For the face, she recommends a #40 blade for the bridle path, maybe three inches in length, which also works well on the ears. As for the hair inside, Bailey says do remove all the hair, as well as on the edge. The #40 also does eyebrows, whiskers and bottom of jaw line, while the #10 whisks away long hair on the side of the jaw. “Go with the hair, instead of against, then blend so it comes off more naturally, and doesn’t look so body-clipped,” says Bailey, who encourages tails to grow long. She always recommends a tail bag and lots of conditioner on tail-bone hair.

Always Touching Up

Trainer, judge and co-chair of the USEF Saddlebred Horse Committee, Tim Lockard says that the intricacies of saddle seat-style clipping could, in fact, fill several volumes. We’ll conserve space here and hit the high points with our expert, who’s also a member of the American Saddlebred Horse Association board of directors.

As background, saddle seat was developed as a style of riding “gaited” horses in order to show them off to their greatest advantage. Gaited horses include such breeds as American Saddlebreds, Tennessee Walking Horses, and Rocky or Kentucky Mountain Horses. Arabians and Morgans can also be ridden in the saddle seat style.

“Clipping has evolved from a utilitarian type of process,” says Lockard. “A lot of what is done for clipping has nothing to do with the performance of the horse, but everything to do with implying a beautiful presentation and show style.”

“Understated” is key when clipping here. “The whole idea is that after clipping, it doesn’t look like you clipped,” explains Lockard. “You don’t want it to jump out at you, so no lines around muzzle or ears, please.”

The saddle seat genre includes one three-gaited division that must roach the mane; in some saddle seat equitation divisions, horses show with a roached mane and tail, although, Lockard says, tails are not roached as often as before.

Ears in the three-gaited divisions are a special project, often enhanced with a diamond design on the tip. “It takes practice,” says Lockard, who cites two outside points on top and two on bottom. Aesthetics play a role, since “depending on the horse’s conformation, you can give him nicer ears. If they’re deformed, you’ll shape them up.”

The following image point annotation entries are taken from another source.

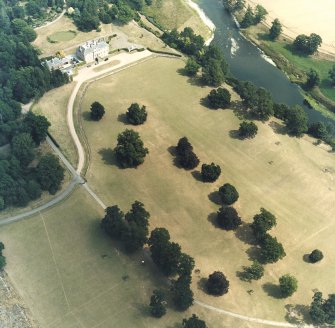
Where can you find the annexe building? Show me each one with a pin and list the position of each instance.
(93, 50)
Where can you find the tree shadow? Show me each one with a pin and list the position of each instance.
(253, 253)
(306, 259)
(212, 218)
(215, 197)
(202, 284)
(278, 128)
(197, 175)
(245, 234)
(87, 116)
(108, 156)
(123, 119)
(272, 290)
(298, 314)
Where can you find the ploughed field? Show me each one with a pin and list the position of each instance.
(292, 178)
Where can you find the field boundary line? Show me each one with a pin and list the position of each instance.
(55, 262)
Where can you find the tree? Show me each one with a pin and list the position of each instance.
(331, 74)
(136, 115)
(313, 78)
(97, 111)
(227, 218)
(210, 172)
(212, 73)
(271, 249)
(247, 130)
(23, 148)
(288, 285)
(217, 284)
(130, 150)
(37, 126)
(182, 294)
(228, 194)
(157, 304)
(253, 272)
(296, 121)
(49, 173)
(260, 13)
(276, 29)
(315, 256)
(219, 98)
(262, 223)
(191, 67)
(193, 322)
(248, 18)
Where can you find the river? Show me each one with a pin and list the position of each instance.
(248, 63)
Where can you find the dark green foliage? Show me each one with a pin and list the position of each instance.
(49, 173)
(280, 111)
(219, 98)
(315, 256)
(288, 285)
(182, 294)
(191, 67)
(23, 148)
(262, 223)
(313, 78)
(331, 74)
(276, 29)
(210, 172)
(253, 272)
(157, 304)
(97, 111)
(130, 150)
(131, 229)
(228, 218)
(228, 194)
(307, 44)
(217, 284)
(247, 130)
(193, 322)
(186, 157)
(136, 115)
(2, 258)
(296, 121)
(248, 18)
(271, 249)
(37, 126)
(318, 130)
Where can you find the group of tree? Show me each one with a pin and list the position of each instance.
(271, 250)
(219, 98)
(136, 114)
(2, 258)
(233, 6)
(130, 150)
(307, 45)
(185, 155)
(171, 261)
(131, 229)
(253, 16)
(322, 311)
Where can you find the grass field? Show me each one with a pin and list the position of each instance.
(53, 105)
(62, 36)
(70, 275)
(282, 47)
(176, 14)
(290, 177)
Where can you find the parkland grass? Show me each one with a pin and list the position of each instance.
(290, 177)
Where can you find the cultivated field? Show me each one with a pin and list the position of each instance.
(70, 275)
(307, 17)
(290, 177)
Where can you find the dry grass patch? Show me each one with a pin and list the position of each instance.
(288, 176)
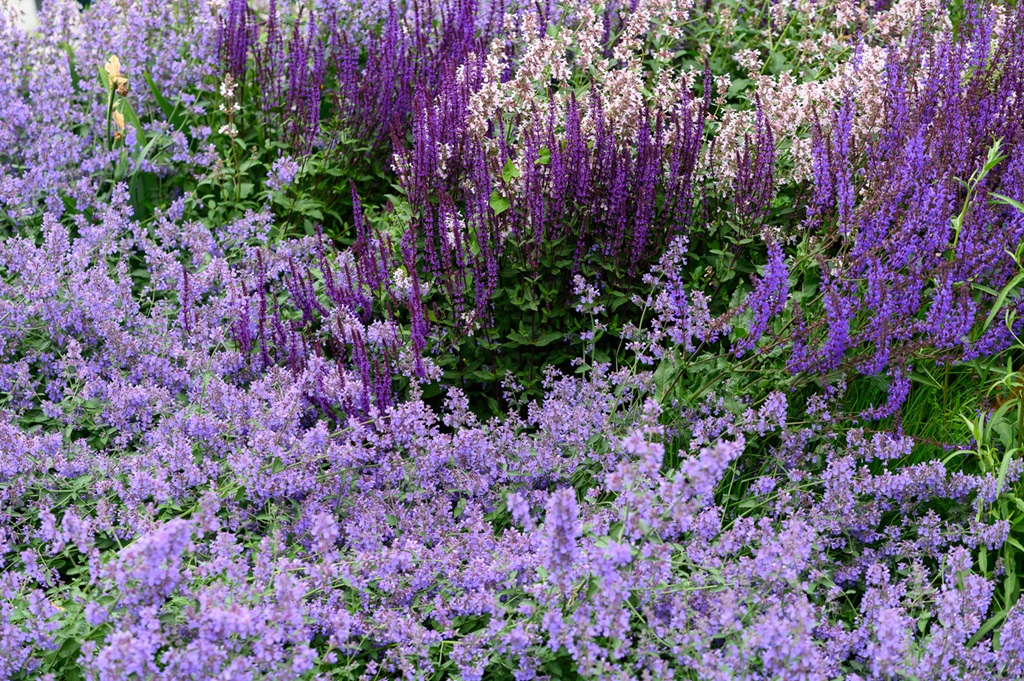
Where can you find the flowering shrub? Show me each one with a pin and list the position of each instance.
(510, 340)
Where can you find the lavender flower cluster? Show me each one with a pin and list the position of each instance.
(228, 452)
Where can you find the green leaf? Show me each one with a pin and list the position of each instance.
(499, 204)
(510, 171)
(1000, 300)
(165, 105)
(547, 339)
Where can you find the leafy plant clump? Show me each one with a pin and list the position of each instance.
(501, 340)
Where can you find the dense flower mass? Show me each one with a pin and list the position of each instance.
(486, 339)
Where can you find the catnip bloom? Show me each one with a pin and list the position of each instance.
(282, 174)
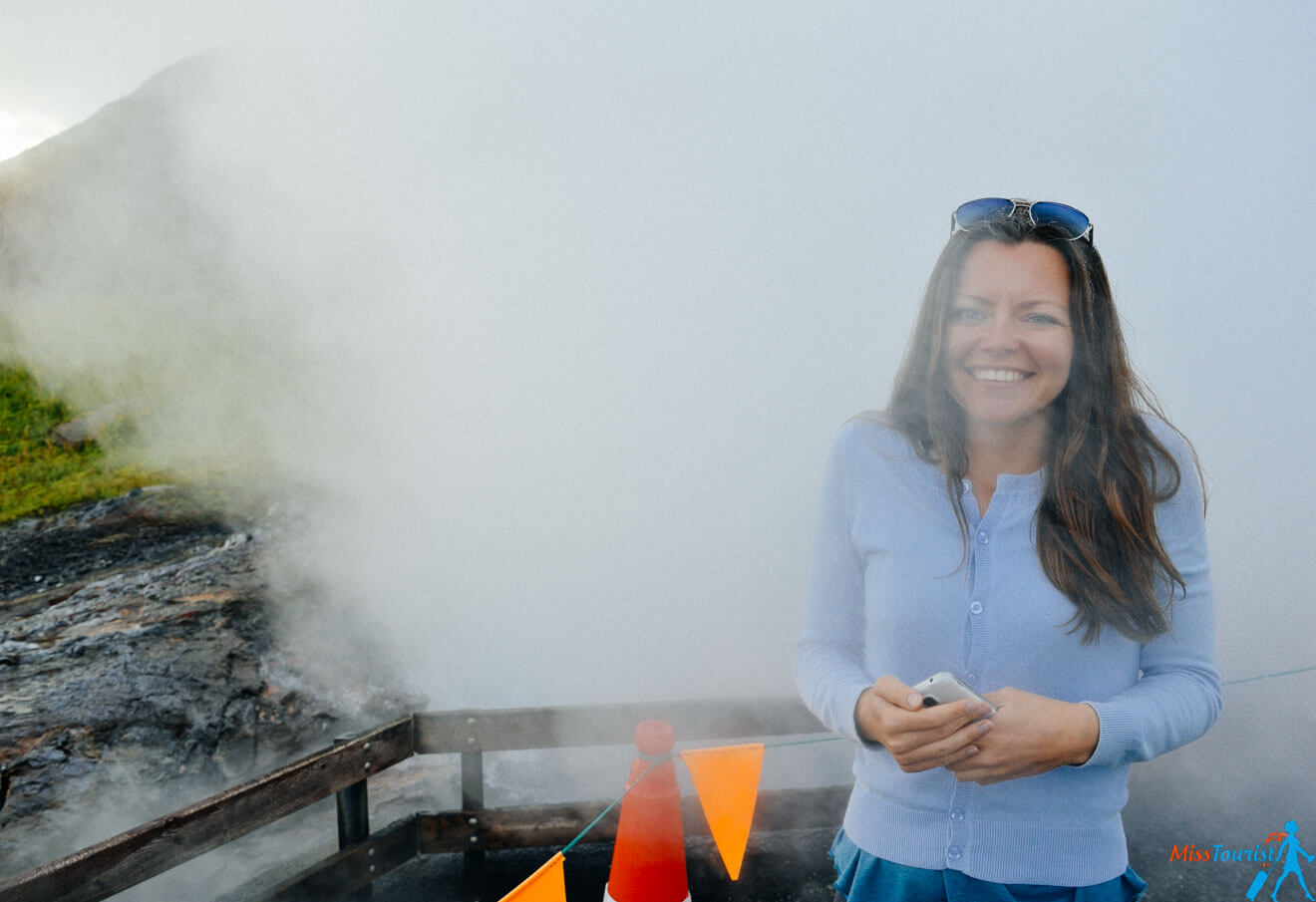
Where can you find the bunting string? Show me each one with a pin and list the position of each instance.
(731, 824)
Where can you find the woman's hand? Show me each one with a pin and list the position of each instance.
(1031, 734)
(919, 738)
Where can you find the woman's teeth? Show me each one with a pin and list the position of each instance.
(996, 375)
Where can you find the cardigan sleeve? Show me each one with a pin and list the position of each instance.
(1176, 697)
(829, 670)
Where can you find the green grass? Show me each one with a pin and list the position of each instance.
(37, 474)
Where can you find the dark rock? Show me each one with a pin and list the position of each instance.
(156, 656)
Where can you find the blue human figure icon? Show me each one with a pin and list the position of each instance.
(1288, 852)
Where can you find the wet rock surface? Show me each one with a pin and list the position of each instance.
(135, 651)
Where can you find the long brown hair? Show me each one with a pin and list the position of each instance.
(1105, 468)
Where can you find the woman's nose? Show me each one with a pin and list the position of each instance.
(999, 334)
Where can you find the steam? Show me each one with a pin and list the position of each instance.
(494, 337)
(537, 330)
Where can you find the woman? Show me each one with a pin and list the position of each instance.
(1021, 517)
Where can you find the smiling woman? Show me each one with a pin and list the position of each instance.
(1023, 517)
(1008, 353)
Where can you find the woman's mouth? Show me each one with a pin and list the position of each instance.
(998, 375)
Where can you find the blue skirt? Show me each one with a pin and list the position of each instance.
(860, 877)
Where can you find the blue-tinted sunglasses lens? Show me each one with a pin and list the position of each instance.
(1073, 223)
(981, 210)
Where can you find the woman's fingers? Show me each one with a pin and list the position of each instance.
(917, 738)
(959, 746)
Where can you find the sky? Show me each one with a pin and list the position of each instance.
(595, 287)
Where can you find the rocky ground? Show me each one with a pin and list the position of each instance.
(136, 654)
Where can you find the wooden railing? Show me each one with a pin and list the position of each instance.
(116, 864)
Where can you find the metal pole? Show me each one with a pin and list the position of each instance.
(473, 801)
(353, 806)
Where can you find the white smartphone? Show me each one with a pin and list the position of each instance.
(941, 688)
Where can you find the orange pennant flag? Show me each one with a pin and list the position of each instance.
(547, 884)
(727, 782)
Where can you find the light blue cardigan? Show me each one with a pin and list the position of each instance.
(892, 592)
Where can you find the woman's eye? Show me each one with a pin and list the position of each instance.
(1043, 320)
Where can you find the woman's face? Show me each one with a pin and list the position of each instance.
(1008, 340)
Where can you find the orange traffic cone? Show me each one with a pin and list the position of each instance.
(649, 857)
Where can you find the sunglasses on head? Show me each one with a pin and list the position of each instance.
(1070, 222)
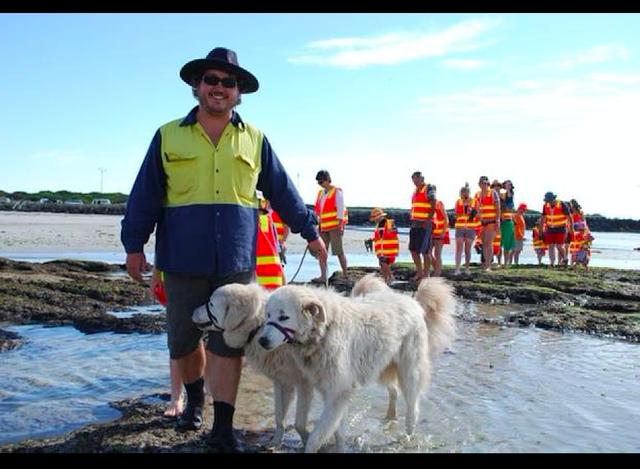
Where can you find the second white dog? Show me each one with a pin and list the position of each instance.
(342, 343)
(238, 311)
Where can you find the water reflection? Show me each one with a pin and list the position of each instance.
(498, 389)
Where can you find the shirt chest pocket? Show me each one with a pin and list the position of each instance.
(244, 177)
(182, 172)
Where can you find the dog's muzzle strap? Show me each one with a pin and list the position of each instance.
(286, 332)
(212, 318)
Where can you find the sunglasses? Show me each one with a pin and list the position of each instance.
(213, 80)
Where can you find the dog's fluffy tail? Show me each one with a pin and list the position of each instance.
(368, 284)
(436, 297)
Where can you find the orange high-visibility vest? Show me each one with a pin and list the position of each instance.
(487, 206)
(506, 215)
(269, 272)
(577, 240)
(538, 240)
(579, 223)
(329, 212)
(462, 214)
(420, 205)
(554, 216)
(520, 226)
(438, 220)
(279, 224)
(385, 241)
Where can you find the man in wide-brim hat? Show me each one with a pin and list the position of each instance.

It’s all part of the distinctive look that characterizes English-style presentations in this genre. “Ears almost ‘hook’ together, back in towards the center, which is accentuated by clipping,” Lockard says.

Diamonds are a three-gaited horse’s best friend, it seems, as “diamond points on the legs—an argyle pattern—are used. We’re one of the few disciplines that do,” Lockard says.

Those white socks call for a tight #40 blade trim, while colored legs take a #10. “Continue way on up past the fetlock—on a hind leg, at least to the hock, and feather it all together for a refined image that makes legs appear tighter,” he advises.

Front legs need a clip all the way up the back to the elbow, feathered in at the knee cap, like a woman’s layered haircut, says Lockard. Tight clipping merges into normal hair length so “you see it flow back together.”

A Saddlebred bridle path “uses the length of the ear as a gauge: no further.” Again, the jowl line requires a trim against the neck. No nostril hairs wanted here, to interfere with a nose flared wide open “that looks very powerful,” he says, but he leaves well enough alone when it comes to eyelashes and feelers: “Horses stay a lot brighter.”

“We clip a lot in this business, at home and at shows. It’s an integral part of our disciplines. Walk down the aisle at a Saddlebred show, and you’ll surely hear a set of clippers going. We’re always touching up.”